After being discharged from the army, Collis joined the Bombay Police in India in 1881, rising to the rank of inspector. Furthermore, in March 1882, Collis married Adela Grace Skuse, a widow, in Bombay. In 1884 Collis returned to the UK and in 1887 he re-enlisted in the army, this time joining the Suffolk Regiment. He returned to India in 1888 as part of his service but in 1891 was invalided home suffering from rheumatic fever, returning without his wife. At some point he met - and in 1893 married - Mary Goddard, who was apparently unaware that he had a wife in India.

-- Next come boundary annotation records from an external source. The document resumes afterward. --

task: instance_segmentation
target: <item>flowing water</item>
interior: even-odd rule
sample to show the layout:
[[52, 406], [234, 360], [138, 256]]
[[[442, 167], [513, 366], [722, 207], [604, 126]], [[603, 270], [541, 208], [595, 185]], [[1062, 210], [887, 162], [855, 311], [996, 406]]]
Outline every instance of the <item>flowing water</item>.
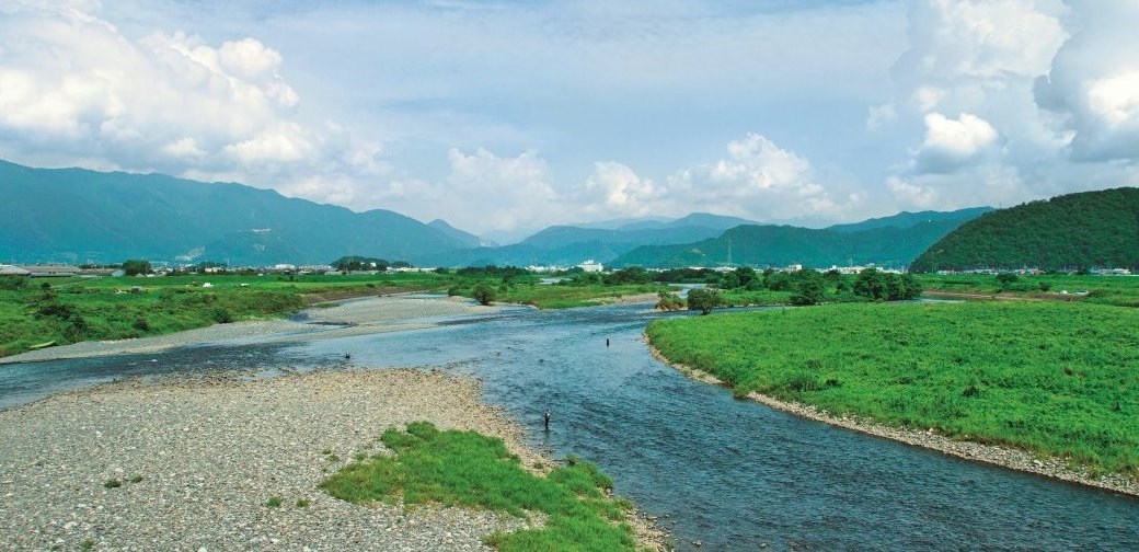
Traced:
[[689, 380], [642, 340], [665, 315], [508, 308], [426, 330], [0, 365], [0, 407], [114, 377], [305, 370], [350, 352], [357, 365], [481, 378], [531, 444], [597, 462], [681, 550], [1139, 550], [1133, 497], [835, 429]]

In 1895 his deception was discovered, and Collis was convicted of bigamy and sentenced to 18 months’ imprisonment with hard labour. Later that year his V.C. was declared forfeit for his crime under the original statutes of the Royal Warrant of 1856. However, by this point, having already fallen on hard times, Collis had pawned his Victoria Cross for just eight shillings. The decoration was retrieved by police for the same sum of eight shillings from a pawnbroker’s shop for the Crown on the instructions of the Home Office. After leaving prison he settled in Bury St Edmunds, Suffolk, and pursued several jobs but in 1914 after the outbreak of the First World War he re-enlisted in the Suffolk Regiment, aged 58, as a drill instructor. Dogged by poor health he was invalided out of the army on medical grounds in August 1917. Collis died at Battersea General Hospital in London on 28 June 1918, aged 62.
At his funeral at Wandsworth cemetery, his coffin was draped with the Union Flag and borne on a gun carriage escorted by a military firing party. He was given full military honours but there was no mention of his crime or the forfeiture of the Victoria Cross. His family, who regarded him as a black sheep, did not attend the funeral even though he had three sons in the Army. Nor was there money for a headstone and he was buried in a mass grave for the poor.
A headstone was erected over his burial plot in May 1998. Two years later after his death, Collis’s sister Hannah Haylock petitioned the War Office on behalf of the family for the forfeiture to be cancelled. George V was sympathetic to the family’s wishes but Winston Churchill, then Secretary of State for War, opposed the reinstatement. He believed that because Collis had pawned his medals, he placed little value on them. Furthermore, Churchill noted that the family had not kept in contact with Collis, and it was only 25 years later that they had decided to raise their grievance with the authorities. Yet the King and others won the day on the wider issue and Churchill approved amendments to the rules relating to the V.C. which stated that henceforward only “treason, cowardice, felony or any infamous crime” should lead to forfeiture. The King also insisted that Collis’s name should be inscribed, along with all the corps’s other V.C. recipients, on the Royal Artillery Memorial in Woolwich, south-east London.
His Victoria Cross first appeared for sale in Colonel Gaskell’s collection at Glendining’s on 23 May 1911. It was next sold at Glendining’s on 10 June 1938, when it was bought by Colonel Oakley. After his death it was owned by his daughter who resold it at Sotheby’s on 21 March 1979, when the V.C. was together with a renamed Afghanistan campaign medal. For the next 34 years, it was held in private ownership until it was purchased by the Ashcroft Trust in 2014 and is now on display at the Imperial War Museum, still with a renamed campaign medal. The original campaign medal awarded to Collis was never the subject of forfeit and was sold at Christie’s in July 1990.